At the end of any of the medical procedures, you should endeavor to always put on sunscreen. This will protect your healing skin from further UV damage. It will also prevent the re-occurrence of the age spots.

Home treatments

More about treating your age spots! Several over-the-counter (OTC) creams for age spots are all over the market. But you shouldn’t expect these OTC creams to be as effective as the prescription creams. You might not get the same result from the two. I will advise you to go for OTC creams that contain any of these – hydroquinone, alpha hydroxy acid, deoxyarbutin, glycolic acid, or kojic acid.

You can also consider cosmetics. Although they don’t remove age spots, they can conceal them from the view of you and others.

You should get one that can do that very well for you. Your dermatologist, makeup counter salesperson, or plastic surgeon will be in the best position to recommend what might work well for this purpose.

LEARN MORE: How to Reshape Your Face Without Plastic Surgery

Preventing age spots

Solar lentigines can be minimized since their development can’t be prevented.

You need to have the following insights regarding this:

  • Staying away from the sun between ten in the morning and three in the afternoon will be a wise choice to make. This is because this is the period when the sun is most intense and harsh on the skin.
  • Wearing sunscreen from Sundays to Sundays! Whatever sunscreen you decide to choose should have a strong sun protection factor (SPF) of nothing less than 30 in rating. It should also have UVA and UVB protection.
  • Applying sunscreen 30 minutes prior to exposure to the sun. This should be reapplied between intervals of two hours. If you perspire profusely or are swimming often, apply it more often.
  • Wearing protective clothing that has the capacity to block UV rays.
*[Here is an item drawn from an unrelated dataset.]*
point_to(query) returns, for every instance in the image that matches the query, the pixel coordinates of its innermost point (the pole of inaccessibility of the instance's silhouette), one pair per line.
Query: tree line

The protective clothing must have an ultraviolet protection factor of not less than 40. Pants, hats, and long-sleeved shirts are some examples of protective clothing.

What is the long-term outlook?

They aren’t harmful and don’t cause you pain. In rare instances, they can make skin cancer to be more difficult to detect. Emotional stress can trigger the appearance of these spots.

With treatment, you can reduce or even remove them.

You can get ample information from your healthcare provider or a dermatologist about what treatment is best for you.